In our blood

Revival. It is our hunger, our vision, our pursuit. In the school of ministry we are chasing the one who does the impossible before breakfast and the merely supernatural in the middle of the night.  In the School of Ministry we are looking and preparing for revival. It is the one thing we must have. Because the School of Ministry was born in the midst of revival, in the middle of the laughter and tears and the stunning movement of the Holy Spirit. We came to life in the embrace of the Father. And we cannot live in the ordinary. We can never be content to stay where we are. There is more and we know it.  We must have God show up. 

And he does. He comes in dreams and visions, in meditation and Holy Spirit encounters. He comes in the caress of love and the prophetic call. And the thirst for revival means we take what he brings and pass it on to the next generation. So we train young leaders to change the world. To pray and prophesy and love people to life. To lay hands on broken limbs, injured minds, and troubled hearts so that there is peace and wholeness. To sing and play music that shouts his worthiness to the whole world. To open their hearts and let God change them. And we teach them to love the Holy Spirit. To know God and be friends with him. To follow Jesus in the same way that he carried out his Father’s will. We do it because these are the acts of revival. And revival is in our blood


“Kindness is a language that the deaf can hear and the blind can see.” – Mark Twain


I put my purple vest on, embroidered with “Jesus is Lord” and stepped onto the street to minister to the homeless. The unclean smells and dirty concrete was all I saw, at first. Rubbish crowded the sidewalk and smoke crowded the air. It was a place of desperation, reeking of hopelessness, and stale ambition. Then, in between the withering trees, I saw people. Men and women carrying sacks, their entire belongings. Their faces were enough – death had robbed them of life and purpose and promise, and the only thing dragging them forward was a drug. What a terrible place to be, so eager for rescue but so unknowing of their escape, their salvation. Homeless and hopeless – these were the sorrowful words tattooed on that part of town.

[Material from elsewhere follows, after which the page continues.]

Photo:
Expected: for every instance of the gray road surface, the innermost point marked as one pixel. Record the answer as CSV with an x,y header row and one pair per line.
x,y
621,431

I came towards a man, who was holding a paper cup of coffee, which I observed as the only neat part of his rumpled appearance. He was leaning against a brick wall, reading a day old paper, pretending to be fine. We both knew he was not, so I stepped into depths of discomfort, and made simple conversation. The offer of a church service with a free meal afterwards did not lift him away from the curb, and as he shakily walked away to get more coffee, I wondered at how enticing a little white building would be in a world where you’ve only known sadness. I wonder.

The next man I walked towards agreed for prayer, as his leather jacket did not suggest. With half of my hand but all of my heart, I did my best to encourage him, which was, at that point, smiling a Jesus smile while my friend prophesied kind words over him. He soon drifted away, uncertainty following him down the street, and I again wondered at where he was going and why he would not come back, to the only church on the street.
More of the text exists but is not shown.